What are YOU doing to save money on energy costs this winter?

2 thoughts on “Ten Easy Ways To Save Green This Winter

  1. Bob Peek

    Jeremy,

    My experience conflicts with some of these suggestions. For what it’s worth:

    1. Foil tape and silicone caulk are acceptable for sealing ducts. Duct mastic over fiberglass tape provides superior strength, seal, and durability. And for the greatest efficiency, all ductwork should be in the conditioned space.

    4. If the house is heated with an electric heat pump, setting the temperature back and then up again with a standard programmable thermostat will waste energy instead of conserving it. This happens because the auxiliary heat will engage at each automatic temperature increase, and the auxiliary (resistance) heat is very inefficient (compared to the heat pump) and expensive. An electric heat pump system CAN be efficiently set back and up with a programmable thermostat that has Adaptive Intelligent Recovery™. This technology “learns” to activate only the heat pump at the time necessary to bring the house to the desired temperature at the desired time. Otherwise, with an electric heat pump, just set it at a comfortable temperature and leave it alone.

    5. Most older water heaters were set at 140° at the factory. Nearly all water heaters that are less than 10 years old are factory-set at 125°. Not for energy efficiency, as I understand it, but to reduce the liability of the manufacturers. There are labels on the newer water heaters that caution not to raise the 125° temperature setting.

    8. I think this is a typo. Insulating all hot and cold water distribution pipes is necessary if they are located in an attic, and highly-recommended if they are located in a crawlspace. Insulation is not necessary if the pipes are located in the conditioned space.
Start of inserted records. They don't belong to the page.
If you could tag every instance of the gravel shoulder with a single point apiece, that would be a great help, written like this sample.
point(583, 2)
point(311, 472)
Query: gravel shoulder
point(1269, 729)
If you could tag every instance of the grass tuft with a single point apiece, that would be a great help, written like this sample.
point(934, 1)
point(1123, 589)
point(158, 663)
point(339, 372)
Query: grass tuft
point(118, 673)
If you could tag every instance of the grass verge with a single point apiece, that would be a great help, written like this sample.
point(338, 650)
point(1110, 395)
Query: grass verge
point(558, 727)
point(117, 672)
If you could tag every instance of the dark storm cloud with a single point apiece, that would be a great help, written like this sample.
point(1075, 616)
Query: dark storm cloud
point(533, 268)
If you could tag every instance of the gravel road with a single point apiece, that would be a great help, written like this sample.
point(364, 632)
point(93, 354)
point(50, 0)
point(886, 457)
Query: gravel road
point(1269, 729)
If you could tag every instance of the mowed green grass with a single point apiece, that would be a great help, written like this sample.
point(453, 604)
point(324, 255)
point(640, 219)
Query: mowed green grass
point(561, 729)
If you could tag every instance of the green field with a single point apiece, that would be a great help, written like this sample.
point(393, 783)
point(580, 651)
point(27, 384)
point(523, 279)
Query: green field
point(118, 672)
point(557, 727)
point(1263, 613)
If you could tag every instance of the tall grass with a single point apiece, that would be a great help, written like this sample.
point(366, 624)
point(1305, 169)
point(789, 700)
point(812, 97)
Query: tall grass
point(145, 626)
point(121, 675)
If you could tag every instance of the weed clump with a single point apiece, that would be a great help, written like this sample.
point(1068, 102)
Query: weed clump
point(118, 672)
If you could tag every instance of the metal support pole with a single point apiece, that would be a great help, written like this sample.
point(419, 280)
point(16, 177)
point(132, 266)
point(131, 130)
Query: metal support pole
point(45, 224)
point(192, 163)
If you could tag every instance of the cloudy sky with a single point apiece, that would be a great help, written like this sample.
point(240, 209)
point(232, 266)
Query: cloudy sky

    9. If you wrap your water heater with insulation, you won’t be able to see the warning labels, and you may conceal a leak that will ruin the appliance before it is ever discovered … rusting the jacket and soaking the factory insulation. Wrapping a water heater may improve efficiency, and it may not be worth it.

  2. Bob Peek

    Jeremy,

    My experience conflicts with some of these suggestions. For what it’s worth:

    1. Foil tape and silicone caulk are acceptable for sealing ducts. Duct mastic over fiberglass tape provides superior strength, seal, and durability. And for the greatest efficiency, all ductwork should be in the conditioned space.

    4. If the house is heated with an electric heat pump, setting the temperature back and then up again with a standard programmable thermostat will waste energy instead of conserving it. This happens because the auxiliary heat will engage at each automatic temperature increase, and the auxiliary (resistance) heat is very inefficient (compared to the heat pump) and expensive. An electric heat pump system CAN be efficiently set back and up with a programmable thermostat that has Adaptive Intelligent Recovery™. This technology “learns” to activate only the heat pump at the time necessary to bring the house to the desired temperature at the desired time. Otherwise, with an electric heat pump, just set it at a comfortable temperature and leave it alone.

    5. Most older water heaters were set at 140° at the factory. Nearly all water heaters that are less than 10 years old are factory-set at 125°. Not for energy efficiency, as I understand it, but to reduce the liability of the manufacturers. There are labels on the newer water heaters that caution not to raise the 125° temperature setting.

    8. I think this is a typo. Insulating all hot and cold water distribution pipes is necessary if they are located in an attic, and highly-recommended if they are located in a crawlspace. Insulation is not necessary if the pipes are located in the conditioned space.

    9. If you wrap your water heater with insulation, you won’t be able to see the warning labels, and you may conceal a leak that will ruin the appliance before it is ever discovered … rusting the jacket and soaking the factory insulation. Wrapping a water heater may improve efficiency, and it may not be worth it.